Abstract, originally published in Seizure
Introduction: The risk of acquiring SARS-CoV-2 in a hospital setting and the need of reorganizing the Emergency Departments (EDs) to cope with infected patients have led to a reduction of ED attendances for non-infectious acute conditions and to a different management of chronic disorders.
Methods: We performed a retrospective study evaluating the frequency and features of ED attendances for seizures during the lockdown period (March 10th-April 30th 2020) in the University Hospital of Trieste, Italy.

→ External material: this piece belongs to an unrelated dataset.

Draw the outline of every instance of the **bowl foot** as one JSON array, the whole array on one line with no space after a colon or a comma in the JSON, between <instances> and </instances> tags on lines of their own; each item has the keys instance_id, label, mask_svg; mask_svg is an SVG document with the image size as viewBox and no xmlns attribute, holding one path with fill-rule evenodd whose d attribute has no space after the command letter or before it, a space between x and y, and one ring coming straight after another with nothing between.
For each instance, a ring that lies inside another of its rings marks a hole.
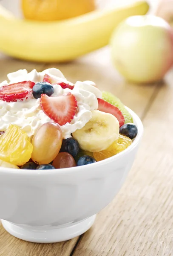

We studied the possible pandemic impact on the way patients with seizures sought for medical assistance by comparing the lockdown period to a matched period in 2019 and to a period of identical length preceding the lockdown (January 18th-March 9th 2020).
Results: A striking decrease in total emergency department (ED) attendances was observed during lockdown (4664) compared to the matched control (10424) and to the pre-lockdown (9522) periods. A similar reduction, although to a lesser extent, was detected for seizure attendances to the ED: there were 37 during lockdown and 63 and 44 respectively during the two other periods. Intriguingly, during the lockdown a higher number of patients attended the ED with first seizures (p = 0.013), and more EEGs (p = 0.008) and CT brain scans (p = 0.018) were performed; there was a trend towards more frequent transport to the ED by ambulance (p = 0.061) in the lockdown period.
Conclusions: Our data suggest that the pandemic has affected the way patients with seizures access the Health Care System.